Romewandeling Celio
Praktisch
Startpunt: metrohalte Circo Massimo
Eindpunt: metrohalte Colosseo
Afstand: 4 km
Beschrijving Romewandeling “Celio”
De Celio is een heuvel direct achter het Colosseum, een van de mystieke plaatsen van Rome. Hoewel we tegenwoordig nog weinig klimwerk moeten verrichten door de gestage ophoging van het dal doorheen de eeuwen, is dit de zuidelijkste van de oorspronkelijke zeven heuvels waarop de stad ooit gesticht werd.
Op het wapenschild van rione Celio staat een Afrikaans hoofd bekroond met gouden oren op een zilveren achtergrond. Een verwijzing naar de Afrikaanse legionairs op de Celio die geleid werden door Consul Scipione, ook bekend als “l’Africano”.

De naam Celio komt waarschijnlijk van Mons Querquetulanus wat eikenheuvel betekent. Ook vandaag kent de heuvel naast bebouwing nog tal van groene plekken zoals het park Villa Celimontana in het hart van het gebied. Andere bronnen vertellen dat de naam is afgeleid van de Etruskische strijder Celio Vibenna, één van de twee broers uit de Etruskische stad Vulci die Servius Tullius hielp de zesde koning van Rome te worden.
We starten aan de metrohalte Circo Massimo en volgen de tramsporen richting Colosseum. Aan de rechterkant zie je twee grijze zuilen, het is een herdenkingsmonument voor de slachtoffers van 9/11. We bevinden ons nu op de Piazza di Porta Capena, genoemd naar de voormalige stadspoort waar vandaag niets meer van overblijft.

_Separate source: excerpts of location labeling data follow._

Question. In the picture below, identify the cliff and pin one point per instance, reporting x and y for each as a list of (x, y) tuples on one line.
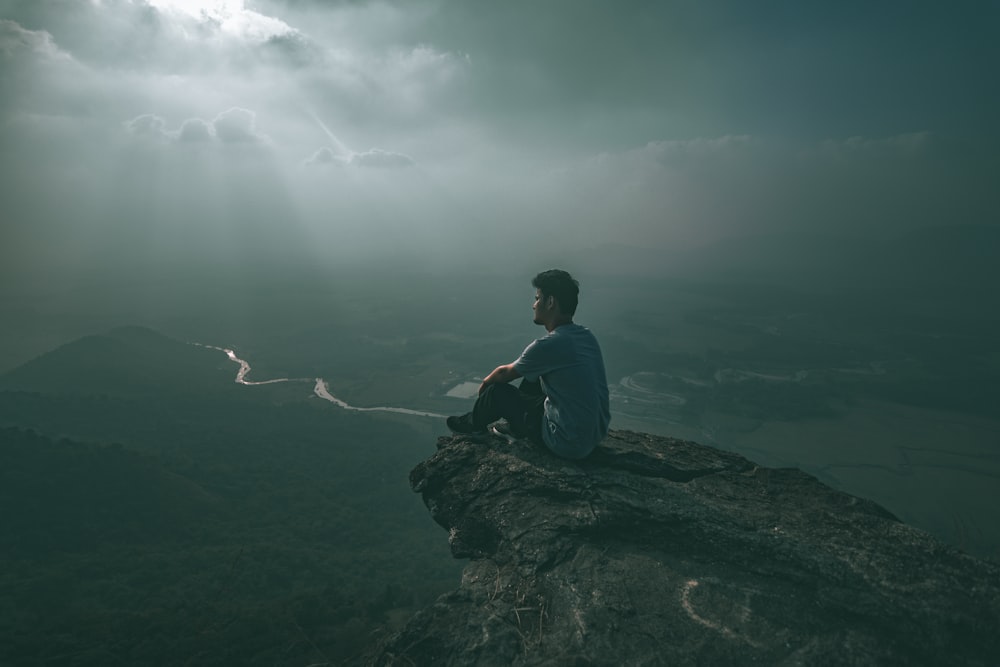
[(660, 551)]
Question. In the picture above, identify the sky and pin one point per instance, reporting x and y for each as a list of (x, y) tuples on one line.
[(159, 135)]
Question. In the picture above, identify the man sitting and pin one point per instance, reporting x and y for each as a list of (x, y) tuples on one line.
[(562, 400)]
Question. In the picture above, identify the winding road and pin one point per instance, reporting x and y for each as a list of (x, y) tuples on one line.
[(321, 388)]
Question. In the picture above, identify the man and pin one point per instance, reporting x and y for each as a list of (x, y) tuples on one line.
[(562, 401)]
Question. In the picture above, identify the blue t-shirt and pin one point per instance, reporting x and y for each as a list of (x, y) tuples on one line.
[(568, 360)]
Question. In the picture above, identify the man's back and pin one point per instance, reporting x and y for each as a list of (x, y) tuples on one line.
[(569, 363)]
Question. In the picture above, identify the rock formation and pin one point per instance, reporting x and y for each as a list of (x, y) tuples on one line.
[(657, 551)]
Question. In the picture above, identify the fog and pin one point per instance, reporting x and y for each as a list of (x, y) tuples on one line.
[(143, 136), (783, 217)]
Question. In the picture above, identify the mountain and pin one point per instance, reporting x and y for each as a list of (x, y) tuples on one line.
[(127, 361), (70, 495), (661, 551)]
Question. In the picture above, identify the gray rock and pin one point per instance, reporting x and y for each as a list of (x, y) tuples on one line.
[(657, 551)]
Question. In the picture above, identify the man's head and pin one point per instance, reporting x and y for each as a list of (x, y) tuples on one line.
[(556, 298)]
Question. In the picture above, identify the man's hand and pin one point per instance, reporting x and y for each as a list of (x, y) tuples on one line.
[(501, 375)]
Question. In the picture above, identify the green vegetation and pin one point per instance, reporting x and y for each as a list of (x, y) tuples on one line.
[(220, 527)]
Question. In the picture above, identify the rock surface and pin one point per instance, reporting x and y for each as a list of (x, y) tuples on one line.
[(658, 551)]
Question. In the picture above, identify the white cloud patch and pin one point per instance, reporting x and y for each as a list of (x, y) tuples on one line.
[(236, 126), (233, 126), (147, 125), (378, 158), (195, 131), (908, 144), (324, 156), (17, 42)]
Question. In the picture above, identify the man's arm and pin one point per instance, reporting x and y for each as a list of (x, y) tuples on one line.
[(501, 375)]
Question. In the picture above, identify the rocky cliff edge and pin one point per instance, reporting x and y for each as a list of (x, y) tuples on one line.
[(659, 551)]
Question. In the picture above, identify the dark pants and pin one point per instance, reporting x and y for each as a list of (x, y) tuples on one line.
[(521, 406)]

Het gebouwtje aan de voet van de heuvel is de Casina La Vignola Boccapaduli . Vandaag onderdeel van het stadsarchief. Het is een mooi renaissance paviljoentje dat ooit op de site van de thermen van Caracalla stond en later hier wat verloren geplaatst werd. Een plaat op de zijkant vermeldt dat tijdens de oudheid hier de bron van Mercurius te vinden was.

Neem het straatje bergop tot op de Piazza di S. Gregorio. Het prominente gebouw boven de trappen is de basiliek S. Gregorio al Celio. Ook S. Gregorio Magno genoemd. Het gebouw aan de rechterkant is het klooster van de zusters van Naastenliefde, gesticht door de wereldbekende moeder Teresa die op de piazza met een buste vereerd wordt.

Als zij in Rome was, logeerde ze hier, je kunt op aanvraag haar kamertje nog bezoeken. Neem de trappen naar het atrium van de kerk. Gregorius was de vierenzestigste paus en bouwde hier kerk en klooster op de plaats van zijn voormalige woonst. We herkennen zijn naam nog in de Gregoriaanse gezangen. In de barokke kerk zie je een mooie cosmatenvloer, zijn marmeren bisschopszetel en het stenen kamertje waarin hij sliep. Via de kloostergang kan je een mooie oude kloosterapotheek bezoeken.

Neem buiten het deurtje halverwege de kerktrappen naar de drie oratoria. Deze gebedsruimten zijn gewijd (van links naar rechs) aan de heilige Barbara, Andreas en Sylvia. Het centrale gebouw is razend populair als trouwlocatie. In het linkergebouw zie je een enorme stenen tafel waar Gregorius dagelijks een maaltijd opdiende voor de armen.

De ruïne in een hoekje van het tuintje is de voormalige Biblioteca di Papa Agapito Primo uit de zesde eeuw.

Het aardige straatje bergop is de Clivio di Scauro, één van de weinige straten in Rome die amper gewijzigd is sinds de oudheid. De fraaie barokke poort aan je rechterkant is de toegang tot de bibliotheekruïne en werd gesponsord door kardinaal Borghese die we kennen van de befaamde Galleria.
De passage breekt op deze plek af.